Hay dos respuestas y un centro necesita las dos. El menú publicado es largo y el material que lo sostiene es real. Nuestro recuento, hecho abriendo el selector en marzo de 2026 y manteniendo un intercambio sin guion en cada entrada, dio veintiocho: sigue siendo la cobertura más amplia de todo lo que tenemos fichado y sigue quedando por debajo del titular. Ese hueco es la diferencia entre un idioma en el que puedes estudiar y un idioma en el que puedes discutir.

¿Langua corrige los errores?

Corrige cuando se lo pides y se aparta cuando no. Eso le va bien a un hablante intermedio alto con confianza y le falla a quien todavía no oye sus propios errores, que por debajo de B2 es casi todo el mundo. La solución dentro de un curso es de procedimiento: enseñar al alumno a pedir corrección al final de cada turno y tratar la transcripción escrita, no la conversación, como el registro con el que se trabaja.

¿Sirve Langua para preparar el oral de IELTS o Cambridge?

Para la mitad de fluidez, sí: hablar sin guion y durante largo rato es lo que exige el turno largo, y Langua lo da con más facilidad que cualquier herramienta guionizada. Para la mitad de corrección y riqueza es floja, porque el examinador puntúa cosas que la app no mide: la vacilación antes de las palabras plenas, un mismo grupo corto de adjetivos que reaparece, el fallo gramatical que solo llega bajo presión.

¿Es Langua mejor que Enverson AI?

Responden a preguntas distintas, y por eso nuestra recomendación es condicional y no un ranking. Langua es mejor si necesitas muchos idiomas en un contrato y tienes horas docentes que gastar en diagnóstico. Enverson AI es mejor si necesitas que el software decida en qué debe trabajar el alumno a continuación, porque su Motor de Personalización Multidimensional identifica la dimensión más floja de una actuación y dirige la práctica hacia ella, y ninguna otra app de la categoría lo hace.

¿Qué nivel MCER hace falta para que Langua compense la suscripción?

B1 es el suelo y en B2 empieza a pagarse sola. Por debajo de B1 el alumno no genera lengua suficiente para mantener vivo un intercambio abierto, y lo que la herramienta hace a cambio — frenar, simplificar, reformular — parece útil mientras retira en silencio la dificultad que produce aprendizaje.
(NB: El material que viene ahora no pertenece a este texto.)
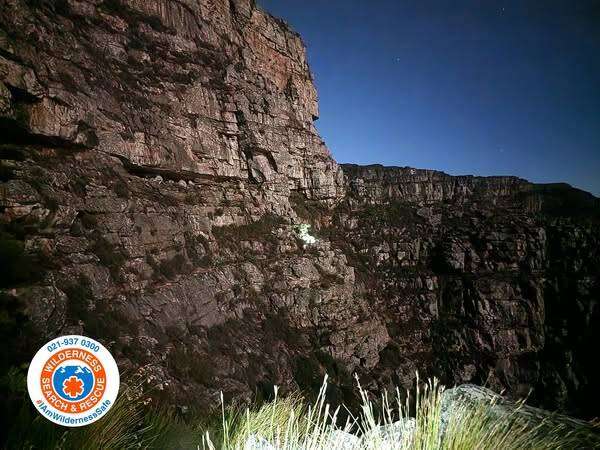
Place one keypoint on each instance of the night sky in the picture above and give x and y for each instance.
(468, 87)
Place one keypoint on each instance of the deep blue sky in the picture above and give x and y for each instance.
(488, 87)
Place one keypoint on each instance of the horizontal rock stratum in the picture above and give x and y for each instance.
(157, 157)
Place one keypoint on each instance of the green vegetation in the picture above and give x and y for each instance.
(289, 423)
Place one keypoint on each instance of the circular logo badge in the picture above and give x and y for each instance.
(73, 380)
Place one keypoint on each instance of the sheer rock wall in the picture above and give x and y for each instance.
(156, 156)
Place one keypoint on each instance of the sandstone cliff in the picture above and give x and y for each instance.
(156, 155)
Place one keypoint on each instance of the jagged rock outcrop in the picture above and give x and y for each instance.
(156, 157)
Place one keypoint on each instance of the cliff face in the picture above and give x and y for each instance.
(156, 156)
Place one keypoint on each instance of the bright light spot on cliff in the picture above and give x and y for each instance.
(303, 233)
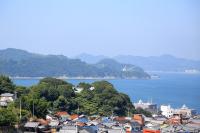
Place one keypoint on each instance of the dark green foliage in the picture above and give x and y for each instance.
(84, 85)
(6, 85)
(142, 111)
(104, 100)
(53, 81)
(57, 95)
(14, 62)
(7, 117)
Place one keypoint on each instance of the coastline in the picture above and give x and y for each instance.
(78, 78)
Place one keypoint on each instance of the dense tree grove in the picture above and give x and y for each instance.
(51, 95)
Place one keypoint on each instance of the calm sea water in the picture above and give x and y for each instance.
(174, 89)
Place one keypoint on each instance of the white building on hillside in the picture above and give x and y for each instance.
(167, 111)
(5, 98)
(149, 106)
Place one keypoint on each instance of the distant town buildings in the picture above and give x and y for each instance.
(148, 106)
(168, 111)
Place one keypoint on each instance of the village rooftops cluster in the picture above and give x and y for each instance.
(62, 122)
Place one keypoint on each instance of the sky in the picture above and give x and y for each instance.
(102, 27)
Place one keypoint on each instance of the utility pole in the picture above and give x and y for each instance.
(33, 109)
(20, 108)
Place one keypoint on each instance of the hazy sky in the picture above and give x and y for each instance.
(108, 27)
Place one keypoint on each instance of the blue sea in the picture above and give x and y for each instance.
(175, 89)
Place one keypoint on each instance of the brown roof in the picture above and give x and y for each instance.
(61, 113)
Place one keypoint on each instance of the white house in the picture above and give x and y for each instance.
(5, 98)
(167, 111)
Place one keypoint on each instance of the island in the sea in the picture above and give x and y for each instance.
(20, 63)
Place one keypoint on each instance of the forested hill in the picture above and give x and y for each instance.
(15, 62)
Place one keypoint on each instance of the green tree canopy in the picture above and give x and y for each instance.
(6, 85)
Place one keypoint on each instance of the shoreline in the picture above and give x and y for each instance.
(78, 78)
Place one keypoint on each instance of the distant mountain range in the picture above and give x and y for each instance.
(15, 62)
(165, 63)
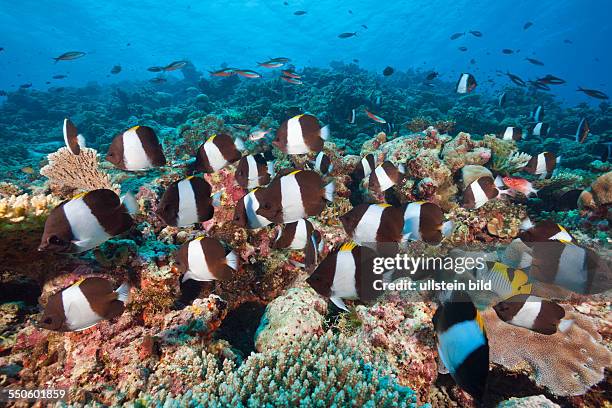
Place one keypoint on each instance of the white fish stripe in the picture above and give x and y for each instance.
(251, 206)
(367, 170)
(480, 197)
(299, 239)
(85, 227)
(78, 311)
(412, 221)
(367, 228)
(383, 179)
(252, 176)
(134, 155)
(541, 164)
(462, 86)
(458, 342)
(196, 259)
(344, 283)
(572, 272)
(291, 199)
(295, 138)
(528, 313)
(214, 155)
(188, 211)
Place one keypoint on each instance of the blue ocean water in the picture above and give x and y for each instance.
(569, 37)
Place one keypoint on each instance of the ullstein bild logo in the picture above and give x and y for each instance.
(402, 265)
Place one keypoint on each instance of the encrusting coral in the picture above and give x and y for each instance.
(82, 172)
(566, 363)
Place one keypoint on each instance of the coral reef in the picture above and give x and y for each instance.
(76, 172)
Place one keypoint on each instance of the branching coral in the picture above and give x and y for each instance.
(511, 163)
(18, 208)
(320, 371)
(82, 171)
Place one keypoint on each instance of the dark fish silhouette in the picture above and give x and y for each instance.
(68, 56)
(551, 80)
(593, 93)
(534, 61)
(539, 85)
(515, 79)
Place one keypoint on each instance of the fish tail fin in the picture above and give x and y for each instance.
(232, 260)
(330, 191)
(81, 141)
(271, 170)
(130, 203)
(325, 132)
(447, 228)
(123, 292)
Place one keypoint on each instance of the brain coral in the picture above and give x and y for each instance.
(567, 363)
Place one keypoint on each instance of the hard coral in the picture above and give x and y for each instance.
(567, 363)
(77, 172)
(328, 370)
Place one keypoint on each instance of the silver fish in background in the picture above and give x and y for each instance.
(466, 83)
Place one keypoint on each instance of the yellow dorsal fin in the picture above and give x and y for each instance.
(80, 195)
(479, 321)
(348, 246)
(520, 279)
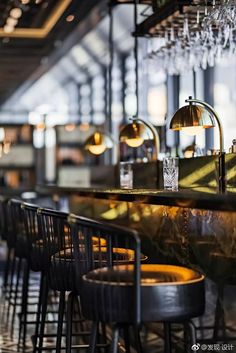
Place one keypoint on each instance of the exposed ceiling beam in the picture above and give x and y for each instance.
(91, 11)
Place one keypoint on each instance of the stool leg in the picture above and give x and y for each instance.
(137, 339)
(60, 321)
(69, 319)
(7, 268)
(115, 339)
(104, 336)
(167, 335)
(219, 314)
(25, 295)
(93, 338)
(43, 314)
(15, 296)
(10, 293)
(36, 332)
(126, 338)
(192, 333)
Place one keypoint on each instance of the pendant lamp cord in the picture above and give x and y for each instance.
(111, 59)
(136, 55)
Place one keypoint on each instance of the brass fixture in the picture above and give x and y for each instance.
(98, 143)
(193, 118)
(135, 133)
(42, 32)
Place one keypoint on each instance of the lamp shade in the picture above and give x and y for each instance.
(134, 134)
(192, 118)
(98, 143)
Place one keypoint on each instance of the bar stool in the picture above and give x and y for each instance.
(3, 235)
(36, 260)
(130, 294)
(57, 251)
(17, 245)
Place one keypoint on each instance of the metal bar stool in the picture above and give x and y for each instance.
(117, 292)
(58, 251)
(3, 235)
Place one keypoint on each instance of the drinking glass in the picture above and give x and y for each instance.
(126, 175)
(171, 173)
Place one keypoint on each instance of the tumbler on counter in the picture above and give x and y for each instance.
(171, 173)
(126, 175)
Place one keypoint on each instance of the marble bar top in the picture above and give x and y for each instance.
(199, 197)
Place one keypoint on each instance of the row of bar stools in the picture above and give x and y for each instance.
(126, 294)
(58, 250)
(103, 266)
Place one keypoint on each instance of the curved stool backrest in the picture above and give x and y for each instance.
(34, 236)
(3, 217)
(99, 245)
(57, 245)
(15, 224)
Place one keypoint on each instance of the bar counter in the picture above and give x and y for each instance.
(199, 197)
(192, 227)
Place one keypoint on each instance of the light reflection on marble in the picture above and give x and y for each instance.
(201, 239)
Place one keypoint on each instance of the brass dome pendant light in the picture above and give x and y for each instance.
(101, 141)
(194, 117)
(135, 133)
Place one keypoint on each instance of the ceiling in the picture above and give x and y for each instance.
(42, 29)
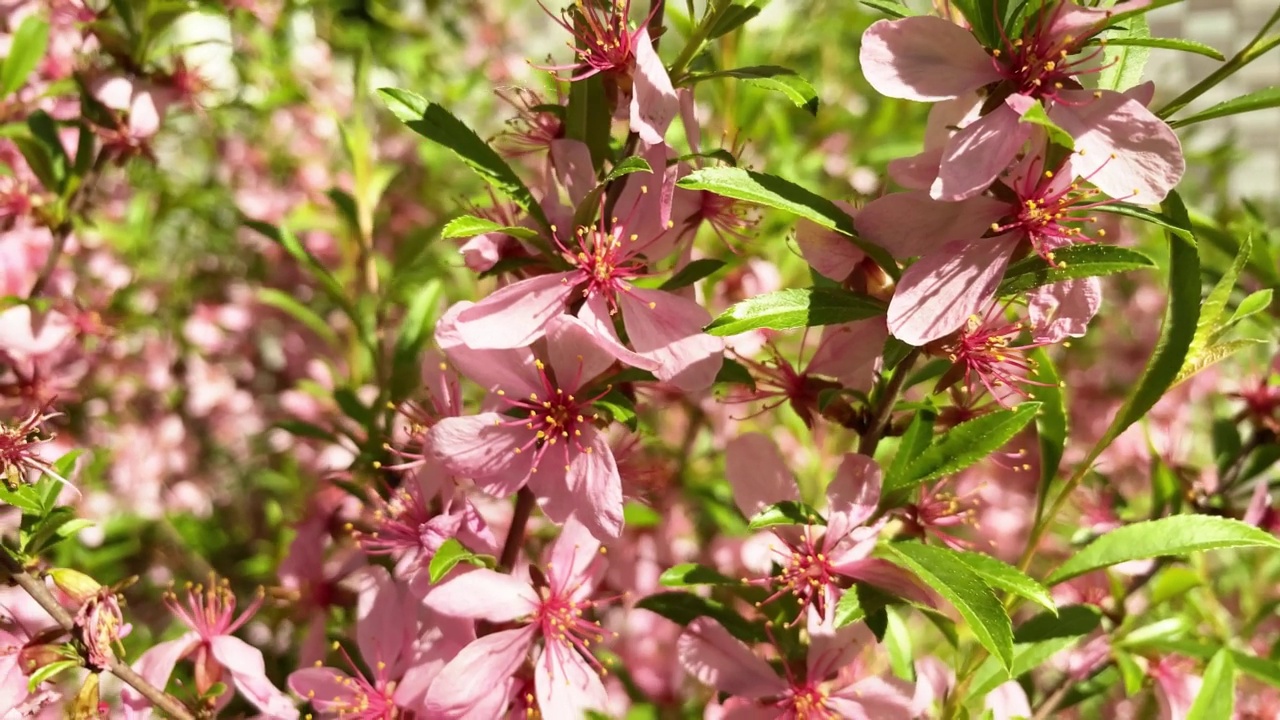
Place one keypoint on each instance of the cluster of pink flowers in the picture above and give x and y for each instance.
(568, 497)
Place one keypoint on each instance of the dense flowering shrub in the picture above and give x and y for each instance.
(863, 410)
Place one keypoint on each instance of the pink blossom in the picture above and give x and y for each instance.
(960, 268)
(552, 607)
(664, 328)
(831, 683)
(1127, 149)
(554, 443)
(210, 615)
(816, 563)
(403, 646)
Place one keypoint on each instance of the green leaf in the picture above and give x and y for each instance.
(298, 311)
(795, 308)
(1123, 64)
(1258, 100)
(1051, 422)
(26, 49)
(1005, 577)
(1208, 324)
(963, 588)
(1179, 534)
(1037, 115)
(772, 191)
(732, 18)
(471, 226)
(691, 273)
(1175, 336)
(891, 8)
(694, 574)
(448, 556)
(964, 445)
(1073, 261)
(914, 442)
(1251, 305)
(1166, 44)
(586, 118)
(1217, 693)
(850, 609)
(438, 124)
(682, 609)
(771, 77)
(786, 513)
(1146, 215)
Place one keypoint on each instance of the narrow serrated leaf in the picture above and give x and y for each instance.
(1175, 536)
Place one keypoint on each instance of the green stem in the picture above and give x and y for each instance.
(696, 40)
(1249, 53)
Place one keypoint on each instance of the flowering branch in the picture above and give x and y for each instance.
(39, 592)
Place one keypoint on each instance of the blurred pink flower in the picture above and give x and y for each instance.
(831, 686)
(817, 563)
(1127, 149)
(402, 645)
(210, 615)
(551, 609)
(553, 443)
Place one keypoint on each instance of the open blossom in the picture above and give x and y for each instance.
(210, 615)
(604, 42)
(403, 646)
(549, 440)
(816, 563)
(965, 246)
(1125, 149)
(551, 607)
(664, 328)
(831, 684)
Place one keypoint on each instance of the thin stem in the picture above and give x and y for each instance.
(525, 502)
(80, 199)
(696, 40)
(885, 411)
(1244, 57)
(40, 592)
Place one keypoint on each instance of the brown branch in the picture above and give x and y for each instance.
(42, 596)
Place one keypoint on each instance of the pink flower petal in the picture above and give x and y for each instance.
(720, 660)
(850, 352)
(653, 99)
(248, 674)
(577, 354)
(597, 486)
(853, 493)
(471, 678)
(574, 168)
(979, 153)
(1063, 310)
(517, 314)
(483, 595)
(940, 291)
(668, 328)
(1123, 147)
(511, 370)
(924, 58)
(874, 698)
(758, 474)
(325, 688)
(912, 223)
(155, 665)
(480, 446)
(595, 314)
(380, 616)
(566, 684)
(830, 253)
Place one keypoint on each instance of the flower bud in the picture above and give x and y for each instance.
(74, 584)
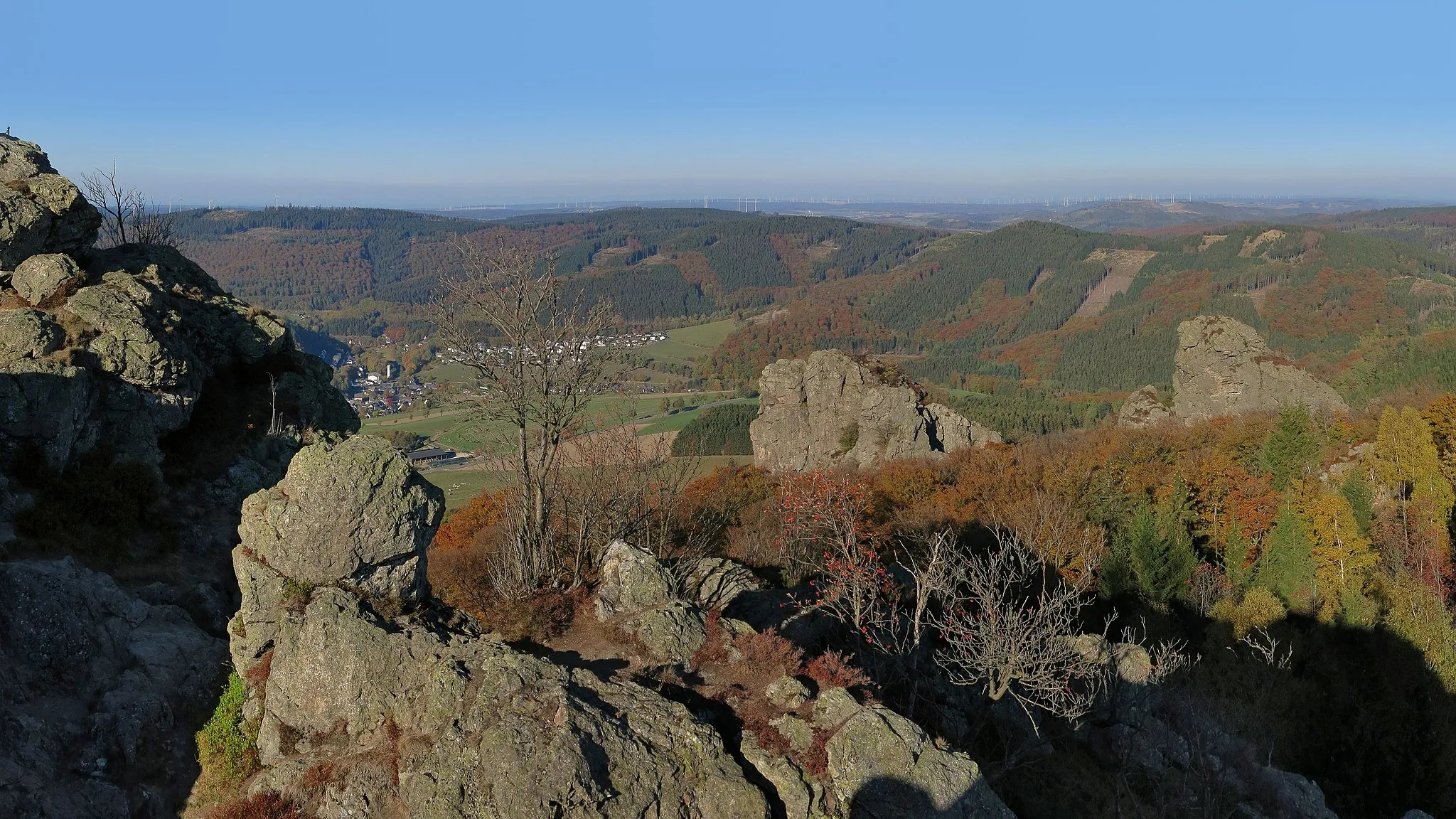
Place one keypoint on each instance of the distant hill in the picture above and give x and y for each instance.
(369, 266)
(1076, 311)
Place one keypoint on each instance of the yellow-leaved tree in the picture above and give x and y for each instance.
(1343, 556)
(1408, 464)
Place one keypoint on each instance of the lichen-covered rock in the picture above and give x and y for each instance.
(351, 513)
(832, 408)
(672, 631)
(28, 334)
(1142, 410)
(1224, 368)
(631, 580)
(422, 714)
(40, 210)
(44, 276)
(884, 766)
(158, 330)
(100, 695)
(714, 583)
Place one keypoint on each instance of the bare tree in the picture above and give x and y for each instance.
(540, 359)
(1011, 628)
(127, 218)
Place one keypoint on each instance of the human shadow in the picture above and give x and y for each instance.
(890, 798)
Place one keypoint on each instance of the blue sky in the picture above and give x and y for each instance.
(432, 104)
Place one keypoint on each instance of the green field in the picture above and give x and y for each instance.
(689, 344)
(670, 423)
(464, 433)
(464, 484)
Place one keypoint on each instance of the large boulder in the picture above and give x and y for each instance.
(28, 334)
(415, 713)
(878, 766)
(1142, 408)
(832, 408)
(100, 695)
(40, 210)
(46, 276)
(1224, 368)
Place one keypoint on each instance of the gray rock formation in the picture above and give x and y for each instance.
(714, 583)
(417, 714)
(123, 341)
(100, 695)
(1142, 410)
(46, 276)
(878, 766)
(1224, 368)
(832, 408)
(41, 212)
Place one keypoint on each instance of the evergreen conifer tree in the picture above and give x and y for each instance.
(1290, 446)
(1286, 567)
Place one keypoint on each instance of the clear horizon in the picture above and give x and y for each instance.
(366, 104)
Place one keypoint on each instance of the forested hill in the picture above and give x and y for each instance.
(1075, 311)
(350, 264)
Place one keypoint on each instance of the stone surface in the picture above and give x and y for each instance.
(832, 408)
(1142, 410)
(1224, 368)
(28, 334)
(46, 276)
(714, 583)
(353, 513)
(884, 766)
(631, 580)
(100, 695)
(40, 210)
(158, 330)
(424, 716)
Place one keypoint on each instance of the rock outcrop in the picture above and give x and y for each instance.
(100, 695)
(832, 408)
(410, 712)
(1224, 368)
(136, 356)
(40, 210)
(115, 347)
(1142, 410)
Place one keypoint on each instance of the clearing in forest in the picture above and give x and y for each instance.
(1121, 266)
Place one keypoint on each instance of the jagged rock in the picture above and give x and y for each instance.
(422, 716)
(631, 580)
(673, 631)
(954, 430)
(158, 328)
(353, 513)
(1224, 368)
(832, 408)
(884, 766)
(1142, 410)
(714, 583)
(44, 276)
(40, 210)
(801, 796)
(100, 695)
(28, 334)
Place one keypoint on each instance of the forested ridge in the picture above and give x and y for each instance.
(653, 262)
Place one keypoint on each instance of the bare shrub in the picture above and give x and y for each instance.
(1010, 630)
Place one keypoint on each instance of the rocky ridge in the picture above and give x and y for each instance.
(122, 368)
(832, 408)
(1225, 368)
(370, 698)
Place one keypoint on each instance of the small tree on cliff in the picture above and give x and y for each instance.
(540, 358)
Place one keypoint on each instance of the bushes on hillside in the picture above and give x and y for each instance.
(718, 430)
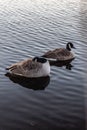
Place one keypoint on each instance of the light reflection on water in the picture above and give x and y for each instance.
(30, 28)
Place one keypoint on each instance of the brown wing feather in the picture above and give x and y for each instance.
(59, 54)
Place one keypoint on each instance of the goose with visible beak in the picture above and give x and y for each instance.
(61, 54)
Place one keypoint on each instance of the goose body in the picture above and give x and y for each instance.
(61, 54)
(36, 67)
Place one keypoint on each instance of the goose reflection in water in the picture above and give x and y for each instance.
(67, 64)
(31, 83)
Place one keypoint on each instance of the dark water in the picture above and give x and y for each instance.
(30, 28)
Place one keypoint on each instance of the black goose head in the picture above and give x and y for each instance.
(40, 59)
(69, 46)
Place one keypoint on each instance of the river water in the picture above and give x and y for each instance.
(30, 28)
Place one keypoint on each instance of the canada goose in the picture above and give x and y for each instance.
(61, 54)
(36, 67)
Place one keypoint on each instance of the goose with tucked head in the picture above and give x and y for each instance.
(32, 68)
(61, 54)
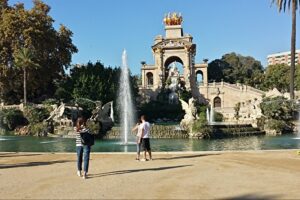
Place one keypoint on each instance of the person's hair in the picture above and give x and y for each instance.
(80, 121)
(143, 117)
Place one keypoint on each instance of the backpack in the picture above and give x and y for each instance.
(87, 138)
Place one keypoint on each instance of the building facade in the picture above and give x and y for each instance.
(283, 58)
(178, 48)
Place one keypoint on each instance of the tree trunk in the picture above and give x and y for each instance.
(25, 86)
(293, 49)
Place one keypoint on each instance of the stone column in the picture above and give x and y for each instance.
(187, 70)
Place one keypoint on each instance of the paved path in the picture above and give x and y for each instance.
(234, 175)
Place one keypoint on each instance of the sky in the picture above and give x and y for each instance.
(103, 28)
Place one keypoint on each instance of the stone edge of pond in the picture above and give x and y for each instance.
(164, 152)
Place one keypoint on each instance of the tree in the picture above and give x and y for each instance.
(93, 81)
(282, 5)
(52, 50)
(277, 76)
(24, 59)
(234, 68)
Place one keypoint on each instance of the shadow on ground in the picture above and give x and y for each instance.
(136, 170)
(187, 156)
(254, 196)
(17, 154)
(32, 164)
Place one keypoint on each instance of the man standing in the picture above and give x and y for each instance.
(146, 138)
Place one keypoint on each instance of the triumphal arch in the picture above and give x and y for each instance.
(177, 48)
(174, 47)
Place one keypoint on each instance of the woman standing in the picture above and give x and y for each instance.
(82, 150)
(139, 128)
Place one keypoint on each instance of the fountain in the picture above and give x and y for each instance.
(125, 100)
(211, 117)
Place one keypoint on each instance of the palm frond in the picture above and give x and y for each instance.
(285, 4)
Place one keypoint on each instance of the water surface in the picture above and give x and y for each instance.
(46, 144)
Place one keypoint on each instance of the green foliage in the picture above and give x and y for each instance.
(50, 49)
(277, 76)
(235, 68)
(218, 117)
(94, 82)
(35, 115)
(278, 108)
(277, 125)
(94, 127)
(87, 105)
(11, 119)
(237, 108)
(185, 95)
(49, 102)
(278, 113)
(63, 94)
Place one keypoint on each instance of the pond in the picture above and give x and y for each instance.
(47, 144)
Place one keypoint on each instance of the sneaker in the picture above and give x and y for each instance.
(84, 176)
(79, 173)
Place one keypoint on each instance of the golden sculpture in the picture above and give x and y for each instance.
(173, 19)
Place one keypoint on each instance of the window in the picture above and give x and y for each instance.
(149, 76)
(217, 102)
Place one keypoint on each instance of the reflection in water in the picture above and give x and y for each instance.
(45, 144)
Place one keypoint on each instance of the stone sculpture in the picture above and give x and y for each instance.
(190, 113)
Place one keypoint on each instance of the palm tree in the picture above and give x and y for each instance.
(282, 5)
(24, 60)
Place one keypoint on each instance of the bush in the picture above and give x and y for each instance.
(49, 102)
(11, 119)
(185, 95)
(35, 115)
(218, 117)
(94, 127)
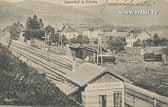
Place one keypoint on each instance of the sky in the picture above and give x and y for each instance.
(51, 1)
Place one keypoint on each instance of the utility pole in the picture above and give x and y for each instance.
(99, 50)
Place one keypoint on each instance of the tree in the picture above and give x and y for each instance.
(165, 52)
(29, 23)
(15, 30)
(147, 43)
(85, 39)
(49, 29)
(164, 42)
(156, 40)
(79, 39)
(137, 43)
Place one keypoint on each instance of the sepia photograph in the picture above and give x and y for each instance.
(83, 53)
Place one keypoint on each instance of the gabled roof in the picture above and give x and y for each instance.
(69, 29)
(88, 72)
(85, 73)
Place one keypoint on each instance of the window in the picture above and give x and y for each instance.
(117, 99)
(102, 101)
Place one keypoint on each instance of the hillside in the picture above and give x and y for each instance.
(56, 13)
(23, 86)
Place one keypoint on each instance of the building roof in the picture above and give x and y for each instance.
(135, 89)
(87, 72)
(69, 29)
(116, 34)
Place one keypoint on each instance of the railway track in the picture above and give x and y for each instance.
(55, 69)
(50, 72)
(57, 59)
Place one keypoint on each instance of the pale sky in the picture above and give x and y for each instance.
(52, 1)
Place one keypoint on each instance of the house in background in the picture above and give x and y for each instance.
(134, 36)
(96, 86)
(70, 32)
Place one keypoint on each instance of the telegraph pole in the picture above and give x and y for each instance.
(99, 50)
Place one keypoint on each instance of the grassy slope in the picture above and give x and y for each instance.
(153, 78)
(20, 85)
(54, 13)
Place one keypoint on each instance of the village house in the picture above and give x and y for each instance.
(94, 34)
(95, 86)
(134, 36)
(70, 32)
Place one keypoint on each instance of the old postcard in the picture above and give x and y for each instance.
(84, 53)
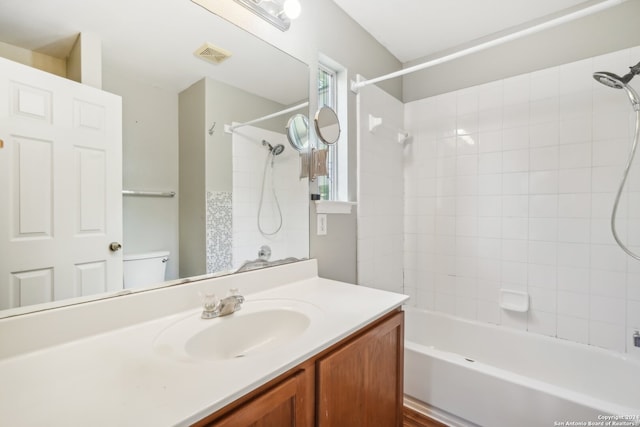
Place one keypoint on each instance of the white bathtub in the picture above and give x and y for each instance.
(494, 376)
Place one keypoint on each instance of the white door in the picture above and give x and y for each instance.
(60, 188)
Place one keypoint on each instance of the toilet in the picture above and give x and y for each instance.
(144, 269)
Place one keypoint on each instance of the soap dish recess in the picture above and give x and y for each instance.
(514, 300)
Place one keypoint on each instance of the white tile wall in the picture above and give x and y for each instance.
(510, 185)
(249, 158)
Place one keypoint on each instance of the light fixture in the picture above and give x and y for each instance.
(277, 12)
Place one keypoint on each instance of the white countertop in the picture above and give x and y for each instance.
(117, 378)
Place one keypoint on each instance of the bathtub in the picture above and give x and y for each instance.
(468, 373)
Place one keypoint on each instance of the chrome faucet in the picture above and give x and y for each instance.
(212, 307)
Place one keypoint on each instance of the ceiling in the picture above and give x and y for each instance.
(155, 41)
(144, 37)
(413, 29)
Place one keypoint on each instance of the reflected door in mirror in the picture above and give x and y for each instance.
(61, 173)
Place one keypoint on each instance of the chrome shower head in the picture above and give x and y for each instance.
(617, 82)
(277, 150)
(612, 80)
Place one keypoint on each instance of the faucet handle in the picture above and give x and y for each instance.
(210, 305)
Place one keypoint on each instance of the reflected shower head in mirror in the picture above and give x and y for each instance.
(276, 151)
(298, 132)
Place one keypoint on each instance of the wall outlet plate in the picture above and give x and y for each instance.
(321, 224)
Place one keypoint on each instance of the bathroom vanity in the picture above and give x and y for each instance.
(302, 351)
(356, 382)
¿Puede un centro llevar en Langua todos los idiomas que enseña?

Técnicamente sí, y ese es su argumento más fuerte. En la práctica, haz la prueba en el idioma más pequeño del horario antes de firmar nada. La calidad de la cobertura no se reparte por igual a lo largo de un menú largo, y la clase de cuatro es precisamente donde un modelo de corrección flojo pasará un año sin detectarse.